It
wouldn’t be your first thought.
You’re running a literary festival (www.unputdownable.org) with a twist and you
want an event that will cut across the usual demographics, so you ask a children’s
author to go for a country walk with a . . . brewer. Yes, only in Bristol.
Andy Hamilton makes alcohol from foraged plants, fruit and vegetables. Elder,
mugwort, yarrow, blackcurrant, parsnip – you name it, he’s got the recipe. His
book, called ‘Booze for Free’, shows you how. Me, I leap about. Having never
met, we had a hasty telephone conversation a couple of days before the 2-hour Sunday
afternoon event at Ashton Court – home of mountain bike trails, deer herds and
dog walkers. My unhelpful mantra was ‘let’s see how it goes’. Andy, quite
possibly, wanted to make a plan, but he’s not used to working with children
(and I’m a bit plan-phobic). Having no clue whether we would get a dozen 4-year
olds or a handful of starting-early silent teenagers dragged along by their
beer-swilling dads, I wasn’t even making a punt on what we’d do. Look them in
the eyes – then decide. The rough agreement was that Andy would guide the walk,
making reference to interesting shaman-like things – ‘if you put elder under
your pillow you’ll fall in love with the first person you see’, we’d encourage
the kids to collect whatever they found en route, then split up for me to
run a story-making session and him to share the moonshine.
Sunday
dawned. Grey, rain forecast. I won’t share the amount of enthusiasm I felt –
you can probably imagine. School events are a breeze compared to public ones, I
find. Guaranteed audience with henchmen provided versus motley unsupervised
crew in weekend mode, hmmmmm . . .
Don’t
moan, Tracy. It’s nice to be asked.
Walking
boots, Goretex jacket, woolly hat. Big box full of woodland things like a fox
mask, a singing robin, felt strawberries and a slingshot. (Tip: NEVER take a
slingshot anywhere with children.)
The
audience arrived, in dribs and drabs. My first impression was that it wasn’t a
bad turn out. Only two toddlers, several keen-looking boys, an earnest
girl with very stylish parents (they were French!), a chatterbox, no lunatics.

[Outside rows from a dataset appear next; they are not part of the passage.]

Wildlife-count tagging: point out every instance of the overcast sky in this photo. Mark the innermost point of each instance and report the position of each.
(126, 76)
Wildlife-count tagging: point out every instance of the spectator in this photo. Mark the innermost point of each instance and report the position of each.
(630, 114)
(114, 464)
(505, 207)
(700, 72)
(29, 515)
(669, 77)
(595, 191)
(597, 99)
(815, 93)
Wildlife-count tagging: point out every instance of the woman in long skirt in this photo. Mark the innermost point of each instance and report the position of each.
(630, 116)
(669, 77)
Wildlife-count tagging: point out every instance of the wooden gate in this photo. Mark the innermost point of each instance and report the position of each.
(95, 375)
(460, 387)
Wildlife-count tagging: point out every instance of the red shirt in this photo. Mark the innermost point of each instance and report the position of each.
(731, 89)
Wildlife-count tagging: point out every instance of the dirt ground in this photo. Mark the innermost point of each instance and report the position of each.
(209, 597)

The crowd grew to forty, interested and hearty, no high heels, plenty of North
Face.
I asked the kids to bring back anything they thought we could weave in to a story, ‘except poo.’ My idea of a joke.
‘Or
a deer,’ added a blonde boy. Much better joke than mine.
Off
we tramped, in a long straggly line. Andy made us pick and eat weeds, insisting
they were like rocket. Unbelievably the children did as he said. No tomato
sauce, no bribing, no threats. I bowed to his greater powers.
We
passed a fallen branch that looked like a dinosaur, found leaves that could
have been lions’ teeth, mushrooms shaped like bones, and poisonous berries, red
of course, that I had to confiscate for my sanity. The rain came down but we
were in the thicket, so the walk went on. Andy had the adults right behind him,
like the Pied Piper, whereas I brought up the rear, herding the wayward and sadly
unable to hear the folklore he was sharing. An hour went by, and, much as the
organic nature of it all was nice, it was time to get inside or there would be
no story, and no quaffing.
Twenty
children followed me to an upper room in the stable block. I emptied my pockets
full of mulch and tried to arrange our finds on a table as though they were
precious. Time to tie it all together.
Without
the two unsupervised 3-year olds I might have stood a chance of coaxing some
gems out of my enthusiastic tribe but it was a case of lowest common
denominator. Luckily I don’t measure success by the quality of the output as
much as by the decibels. Decibels were good. So was the stamping, attempts at
howler monkeys and terrified screaming. (Still no parents came to check.)
Amazingly,
the older children stuck with me, despite the constant interruptions, and we
fashioned a woodland tale, included all the objects in our display and had some
laughs. In order to achieve this I spent the last ten minutes repeatedly sending
the two toddlers for a run around the mostly windowed room with the magic
words, ‘be goldfish.’ They role-played with gusto.
So,
two hours later we put our muddy boots back on and I returned the children to
their woozy parents. Andy had done them proud by the smell of things. One of
the dads helped me carry my gubbins to the car and off I went, home for late
Sunday lunch. My only regret, not a sip of dandelion champagne or horseradish
vodka graced my palate. My reward, free tickets to take my son to see Andy
McNab. Crikey – with the life he’s had he’ll never need to make anything up . .
.
p.s.
I’ve deliberately omitted the sly hand, poisonous berry and slingshot incident.
3 comments:
It sounds great - and your "be goldfish" ruse was genius! I've tucked that away for a rainy day - thanks!
The whole thing would have terrified me. I like a sedentary audience, a big screen and (most of all) a plan. I doff my cap - you clearly triumphed!